À l’hiver 1960-1961, un agent artistique avait convaincu l’El Morocco d’inviter un grand ensemble des États-Unis. Cet agent avait promis un spectacle rock éblouissant avec des costumes et des jeux de lumières. Toutefois, lorsque l’ensemble est venu jouer à Montréal, le propriétaire a découvert qu’il avait engagé non pas un groupe de rock novateur, mais un soi-disant prophète et magicien du clavier qui s’était donné le nom de Sun Ra, et les musiciens de son Arkestra.

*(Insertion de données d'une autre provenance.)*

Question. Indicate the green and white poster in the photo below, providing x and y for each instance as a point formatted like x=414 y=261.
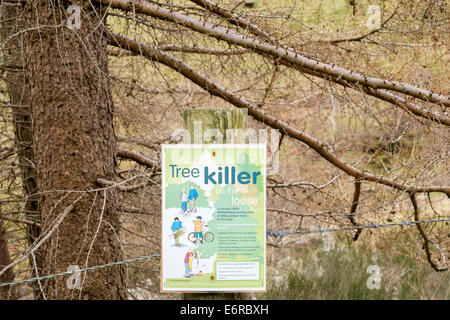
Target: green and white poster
x=213 y=218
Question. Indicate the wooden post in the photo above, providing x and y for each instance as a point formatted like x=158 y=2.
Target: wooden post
x=210 y=126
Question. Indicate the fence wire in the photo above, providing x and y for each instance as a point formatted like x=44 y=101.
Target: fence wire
x=269 y=232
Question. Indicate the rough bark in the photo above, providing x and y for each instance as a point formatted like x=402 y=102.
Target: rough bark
x=74 y=145
x=19 y=94
x=5 y=292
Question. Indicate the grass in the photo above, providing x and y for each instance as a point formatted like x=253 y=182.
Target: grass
x=318 y=272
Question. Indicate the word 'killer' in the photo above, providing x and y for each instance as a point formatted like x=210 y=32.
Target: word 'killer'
x=226 y=175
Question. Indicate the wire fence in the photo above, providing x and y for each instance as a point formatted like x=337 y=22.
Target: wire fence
x=269 y=232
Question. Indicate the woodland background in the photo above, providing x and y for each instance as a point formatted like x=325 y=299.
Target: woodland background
x=363 y=116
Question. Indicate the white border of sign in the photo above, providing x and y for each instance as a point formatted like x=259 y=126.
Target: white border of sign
x=163 y=183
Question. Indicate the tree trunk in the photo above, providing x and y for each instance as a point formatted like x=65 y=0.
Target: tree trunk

C’était le big band le plus coloré et le plus aventureux du jazz moderne, un groupe d’experimentalistes qui avaient oeuvré dans l’ombre à Chicago.  Lorsque le El Morocco s’est rendu compte que Sun Ra n’avait nullement l’intention de jouer du rock, le cabaret a résilié le contrat.16

Image: Sun Ra, 31 juillet 1961, The Gazette

Au fur et à mesure que la situation des clubs s’est détériorée dans les années 1950, en partie à cause de l’arrivé de la télévision, il était devenu de plus en plus difficile de soutenir les grandes têtes d’affiches qui demandaient de plus gros cachets et la fréquentation des cabarets a chuté progressivement au fil des ans.

Image: La Patrie, 13 septembre 1962, (BAnQ)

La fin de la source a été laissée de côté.